Now and then we play a game: “Which four figures would you nominate to be included in a Mount Rushmore of American religionists?” Jonathan Edwards and Martin Luther King Jr. make most lists right off. After that there is much debate. Shouldn’t we include a Catholic? A woman? But usually one of the remaining spaces is reserved for Reinhold Niebuhr, inarguably the most influential American theologian of the century past (though academic theologians might prefer his brother H. Richard Niebuhr, who lacked the public influence).

To the young’uns, Niebuhr may seem a relic of the Middle Ages. Yet when people get serious, most of them come back to him. If you want an introduction or a refresher on Niebuhr, you can hardly do better than to consult the discussion organized by public radio’s Krista Tippett, host of Speaking of Faith (speakingoffaith.org/programs/ niebuhr/). Says Tippett: “Reinhold Niebuhr has been cited as an influence by more of my guests than any other figure past or present, and on a vast and vivid range of topics. ”

Tippett’s comment led me to use Google to see how many appearances the theologian makes when search-engines have done their work in cyberspace. I typed in “Reinhold Niebuhr” and “2005.” In September that turned up 173,000 references. Hardly less forgotten in the earlier years of this millennium, his name shows up in 136,000 references connected with the year 2004; 121,000 with 2003; 119,000 with 2002; and 116,000 with 2001.

This method of counting and accounting is manifestly imprecise, but with such evidence it is hard to say that Niebuhr is being neglected.

Yet as notable a historian and public scholar as Arthur Schlesinger Jr. just wrote an article in the New York Times Book Review (September 18) with the headline, “Forgetting Reinhold Niebuhr: Why has the supreme American theologian of the 20th century dropped out of our religious discourse?”

Schlesinger is too good a historian not to make some points. It’s true that much of the public religious discourse today is from the religious right, where Niebuhr has seldom been a referred-to figure, at least in positive terms. And Schlesinger ends with a question that many of us also ask, or are asked: Where are the Reinhold Niebuhrs of this century?

The first thing to say is: there was but one in the previous century. Only Paul Tillich comes close in the citation-game, and he had a different agenda and influence. The second thing to say is that Niebuhr was a genius, and one does not find geniuses under every bush. I’d add a third thing: the culture to which Niebuhr spoke is gone. The constituencies are dispersed. He gained a hearing in the last few decades, or minutes, of an era in which there were coherent audiences and readerships for a religious thinker. It was certainly the last round for a broad mainstream Protestantism. Niebuhr spoke out of and to and through that cohort to the larger public, which included Catholics, Jews and secular folk.

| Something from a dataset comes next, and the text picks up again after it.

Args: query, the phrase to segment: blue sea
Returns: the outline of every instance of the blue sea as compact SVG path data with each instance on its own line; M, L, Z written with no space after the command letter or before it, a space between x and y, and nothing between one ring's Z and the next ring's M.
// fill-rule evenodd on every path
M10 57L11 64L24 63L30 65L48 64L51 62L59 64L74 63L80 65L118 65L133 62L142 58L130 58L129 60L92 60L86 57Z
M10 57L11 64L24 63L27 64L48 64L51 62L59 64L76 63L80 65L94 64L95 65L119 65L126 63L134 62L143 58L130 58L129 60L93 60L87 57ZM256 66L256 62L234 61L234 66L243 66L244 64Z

Today, postmodernism by whatever name has replaced that intact modern world. Whether labeled “Catholic,” “Protestant” or “evangelical,” the religious canopies these days are full of individual booths, and people in one booth pay little attention to any other. There is no point in looking for a new Niebuhr. There is definitely a point in summoning our gifted figures who work in niches to speak up and to link up with others to spread messages of judgment and hope. Odds are, they will sound a bit like Niebuhr. But they won’t match him.